La bibliothèque typique d’un traducteur contiendra certainement la plupart, si ce n’est tous les éléments suivants : des dictionnaires et des glossaires techniques spécialisés (juridique, médical, financier, commercial, marketing, ingénierie, etc.), des dictionnaires de rimes, des thesaurus et des dictionnaires de synonymes et d’antonymes, des dictionnaires d’argot, des livres sur les métaphores et les idiomes, des dictionnaires illustrés, des encyclopédies, des atlas, des dictionnaires de citation, des livres sur les grands événements, des almanachs, des livres de référence grammaticale et de conjugaison, et aussi un certain nombre de livres et de journaux sur une vaste variété de sujets. Le traducteur touche à toutes les disciplines et doit acquérir et maintenir un très large éventail de connaissances.

Les outils TAO

En plus de toutes ces ressources, le traducteur moderne peut aussi utiliser tout un ensemble d’outils TAO, ou Traduction assistée par ordinateur. Il est très important de faire la distinction entre TAO et TA (Traduction automatique), puisque la première implique une série d’outils que le traducteur utilise dans son travail pour l’assister, alors que la seconde est un logiciel qui recrache un texte généré par un ordinateur, sans intervention humaine. La différence de qualité entre deux textes produits par ces deux types de logiciel est évidente.

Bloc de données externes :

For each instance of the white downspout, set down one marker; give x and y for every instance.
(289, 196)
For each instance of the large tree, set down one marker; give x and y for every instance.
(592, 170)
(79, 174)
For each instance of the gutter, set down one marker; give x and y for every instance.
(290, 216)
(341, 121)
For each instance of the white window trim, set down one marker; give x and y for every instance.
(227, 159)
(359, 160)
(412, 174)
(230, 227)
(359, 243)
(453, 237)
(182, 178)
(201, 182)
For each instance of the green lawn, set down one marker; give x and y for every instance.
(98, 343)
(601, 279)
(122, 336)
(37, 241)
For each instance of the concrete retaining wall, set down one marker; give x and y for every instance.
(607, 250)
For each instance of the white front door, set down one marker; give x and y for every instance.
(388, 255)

Il y a plusieurs types d’outils TAO, le plus utilisé d’entre eux étant la MT ou Mémoire de traduction, du type SDL Trados, Wordfast ou Déjà-Vu. D’autres outils TAO incluent, entre autres, l’alignement du texte, la gestion terminologique, la concordance, le fouillage de texte et de données, l’extraction de termes, la localisation et les outils de reconnaissance de la voix. C’est au traducteur de déterminer quels outils il utilise et jusqu’à quel point.

Bien que ces outils soient de plus en plus répandus, particulièrement dans les agences de traduction, il est important de se souvenir que les programmes logiciels TAO ne sont que des outils d’assistance à la traduction. Ils n’amélioreront en aucun cas la qualité d’une traduction. La compétence d’un traducteur ne dépend pas du fait qu’il choisisse ou non d’en utiliser un, de la même manière qu’un écrivain peut choisir d’utiliser un programme informatique pour l’aider dans son travail, ce qui n’en fera d’aucune façon un meilleur écrivain. En matière de qualité, l’utilisation d’un correcteur d’orthographe peut se traduire par moins d’erreurs dans le texte d’un écrivain, et l’utilisation d’un programme MT par une plus grande cohérence terminologique dans le texte d’un traducteur. Cependant, un écrivain consciencieux qui vérifie lui-même son orthographe ou un traducteur méticuleux qui vérifie sa propre cohérence terminologique aboutiront au même résultat.